If you want to know which news item will be making Gibbs look constipated at tomorrow’s briefing, look no further. It’s the first time voters from any state have addressed the mandate at the polls.
And things are looking good.
Opponents of Prop C — those who support the insurance mandate — have been frustrated by the lack of a vigorous campaign to defeat it. Apart from a mass mailing by the Missouri Hospital Association, no organized effort existed until a few weeks ago when three 19-year-olds started a Facebook campaign. “I’ve had to spend about $500 out of my own pocket making signs,” lamented Caleb-Michael Files, the Subway sandwich-shop manager and full-time college student who launched the Facebook effort. He wonders why Missouri is spending money on a referendum likely to stir up an expensive court case. “The law is the law,” he says. Missouri lieutenant governor Peter Kinder is one of several state officials across the country who have already filed suit challenging the federal law. (Another of those, Virginia attorney general Ken Cuccinelli, gained a small victory in his fight against the law on Monday, when a federal judge ruled that the state does indeed have standing to bring the suit.)
Prop C is a gimme for the GOP base. In polls, Republicans strongly oppose Obamacare — and Tuesday’s primaries are far more interesting on the GOP side, practically guaranteeing a turnout heavily skewed against health care reform. Republicans barely need to raise more money to get out the vote.
Democrats in the state legislature actually colluded to make sure it was on the ballot today so that they wouldn’t have to risk an even more embarrassing result in November. Here’s the actual text of the proposition together with real-time polling results.

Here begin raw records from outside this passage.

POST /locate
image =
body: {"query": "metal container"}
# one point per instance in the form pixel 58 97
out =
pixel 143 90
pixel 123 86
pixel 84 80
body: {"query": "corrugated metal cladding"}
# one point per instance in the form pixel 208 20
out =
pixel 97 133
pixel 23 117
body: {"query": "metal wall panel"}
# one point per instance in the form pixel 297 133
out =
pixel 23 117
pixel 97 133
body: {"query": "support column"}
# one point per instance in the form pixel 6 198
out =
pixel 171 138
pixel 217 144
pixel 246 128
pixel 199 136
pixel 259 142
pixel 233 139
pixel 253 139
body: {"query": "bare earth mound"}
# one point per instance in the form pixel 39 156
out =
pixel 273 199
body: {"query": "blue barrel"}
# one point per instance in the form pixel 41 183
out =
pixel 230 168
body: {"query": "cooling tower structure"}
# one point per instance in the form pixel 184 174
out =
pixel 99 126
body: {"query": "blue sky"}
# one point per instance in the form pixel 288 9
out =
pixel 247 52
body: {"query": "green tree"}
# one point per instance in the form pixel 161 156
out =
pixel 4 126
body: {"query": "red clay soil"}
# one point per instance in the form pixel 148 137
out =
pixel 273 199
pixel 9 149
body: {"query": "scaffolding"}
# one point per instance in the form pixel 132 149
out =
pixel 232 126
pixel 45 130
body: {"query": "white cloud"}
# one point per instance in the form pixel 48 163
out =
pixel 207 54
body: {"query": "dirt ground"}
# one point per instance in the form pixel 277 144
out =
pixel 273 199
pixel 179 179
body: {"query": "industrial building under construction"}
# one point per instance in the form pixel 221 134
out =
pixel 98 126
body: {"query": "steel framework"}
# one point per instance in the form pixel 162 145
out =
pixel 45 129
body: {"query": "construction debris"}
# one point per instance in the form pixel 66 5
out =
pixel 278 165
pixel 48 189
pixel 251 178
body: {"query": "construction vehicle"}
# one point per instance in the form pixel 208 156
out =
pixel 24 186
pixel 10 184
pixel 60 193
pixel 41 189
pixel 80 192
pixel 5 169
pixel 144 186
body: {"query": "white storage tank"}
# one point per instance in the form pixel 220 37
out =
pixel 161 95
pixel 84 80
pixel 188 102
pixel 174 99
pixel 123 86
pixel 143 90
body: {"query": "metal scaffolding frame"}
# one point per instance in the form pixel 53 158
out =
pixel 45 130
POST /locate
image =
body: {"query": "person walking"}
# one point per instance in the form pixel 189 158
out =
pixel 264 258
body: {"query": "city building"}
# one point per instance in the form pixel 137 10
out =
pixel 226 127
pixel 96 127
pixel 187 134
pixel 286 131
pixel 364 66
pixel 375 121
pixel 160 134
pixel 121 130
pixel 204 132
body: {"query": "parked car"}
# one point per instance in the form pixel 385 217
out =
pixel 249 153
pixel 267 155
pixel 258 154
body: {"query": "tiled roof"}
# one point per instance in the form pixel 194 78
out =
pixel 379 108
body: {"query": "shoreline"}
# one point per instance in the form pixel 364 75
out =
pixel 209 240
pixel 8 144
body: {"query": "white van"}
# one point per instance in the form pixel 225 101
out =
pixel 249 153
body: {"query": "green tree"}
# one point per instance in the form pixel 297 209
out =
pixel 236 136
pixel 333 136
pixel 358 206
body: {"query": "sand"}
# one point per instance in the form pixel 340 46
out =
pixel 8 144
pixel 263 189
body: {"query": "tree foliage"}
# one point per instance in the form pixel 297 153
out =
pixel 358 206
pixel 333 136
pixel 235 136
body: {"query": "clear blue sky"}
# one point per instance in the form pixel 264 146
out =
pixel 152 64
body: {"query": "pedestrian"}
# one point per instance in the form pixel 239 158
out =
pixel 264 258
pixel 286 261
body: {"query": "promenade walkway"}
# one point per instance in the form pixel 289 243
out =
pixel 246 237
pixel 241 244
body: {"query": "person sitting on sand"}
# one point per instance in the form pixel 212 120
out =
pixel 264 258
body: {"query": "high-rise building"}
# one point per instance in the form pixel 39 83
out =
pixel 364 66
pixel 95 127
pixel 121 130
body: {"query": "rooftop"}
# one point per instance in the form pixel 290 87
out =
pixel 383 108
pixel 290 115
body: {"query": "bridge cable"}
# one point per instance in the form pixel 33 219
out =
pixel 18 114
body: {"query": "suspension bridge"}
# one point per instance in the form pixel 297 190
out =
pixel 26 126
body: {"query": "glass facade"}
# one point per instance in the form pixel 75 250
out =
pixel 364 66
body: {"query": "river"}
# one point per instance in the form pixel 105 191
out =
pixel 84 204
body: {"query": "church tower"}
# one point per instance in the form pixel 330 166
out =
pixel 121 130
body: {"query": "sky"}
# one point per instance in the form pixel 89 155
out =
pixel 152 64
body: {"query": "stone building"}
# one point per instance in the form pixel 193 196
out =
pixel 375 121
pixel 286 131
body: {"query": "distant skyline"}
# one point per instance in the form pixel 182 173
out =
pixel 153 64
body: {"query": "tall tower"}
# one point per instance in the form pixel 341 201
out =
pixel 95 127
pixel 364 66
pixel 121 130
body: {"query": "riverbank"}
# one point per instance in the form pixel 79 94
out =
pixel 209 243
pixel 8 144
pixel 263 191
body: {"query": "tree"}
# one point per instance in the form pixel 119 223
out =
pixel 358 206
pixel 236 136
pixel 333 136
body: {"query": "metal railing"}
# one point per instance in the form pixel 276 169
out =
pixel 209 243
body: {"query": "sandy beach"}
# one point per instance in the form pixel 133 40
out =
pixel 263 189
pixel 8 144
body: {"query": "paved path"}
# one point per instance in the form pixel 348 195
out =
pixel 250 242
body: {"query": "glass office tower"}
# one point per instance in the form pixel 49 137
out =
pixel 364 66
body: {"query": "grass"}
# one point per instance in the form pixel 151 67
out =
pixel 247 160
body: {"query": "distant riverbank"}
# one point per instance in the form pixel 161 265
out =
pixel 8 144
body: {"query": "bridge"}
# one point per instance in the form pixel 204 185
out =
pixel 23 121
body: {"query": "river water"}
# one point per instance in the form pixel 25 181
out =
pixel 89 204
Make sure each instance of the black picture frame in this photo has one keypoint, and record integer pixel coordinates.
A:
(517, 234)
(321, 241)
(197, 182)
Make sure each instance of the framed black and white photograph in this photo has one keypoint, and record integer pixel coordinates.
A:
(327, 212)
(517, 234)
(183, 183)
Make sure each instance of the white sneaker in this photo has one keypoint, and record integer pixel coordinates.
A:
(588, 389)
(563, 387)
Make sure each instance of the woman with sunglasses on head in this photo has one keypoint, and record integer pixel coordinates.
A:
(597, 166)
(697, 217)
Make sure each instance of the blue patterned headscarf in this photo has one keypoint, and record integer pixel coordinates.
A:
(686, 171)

It’s symbolic, of course: Strictly speaking, it would deny the government of Missouri the power to penalize citizens for failing to buy health insurance, but that’ll be irrelevant if/when a federal court decides that the mandate in ObamaCare is constitutional. This is pure politics, aimed at reminding Democrats that even in a perennial swing state, opposition to compulsory insurance isn’t a close call. Too bad the vote didn’t happen a few weeks earlier, as a lopsided win might have scared a few centrist Dems away from other hot-button legislation like financial reform.
As I write this, with 282 precincts reporting, the anti-mandate vote leads … by 47 points. Scroll all the way down to the bottom here and follow along.
Update: With roughly a third of all precincts reporting, the anti-mandate vote is at … 75.8 percent. Good lord.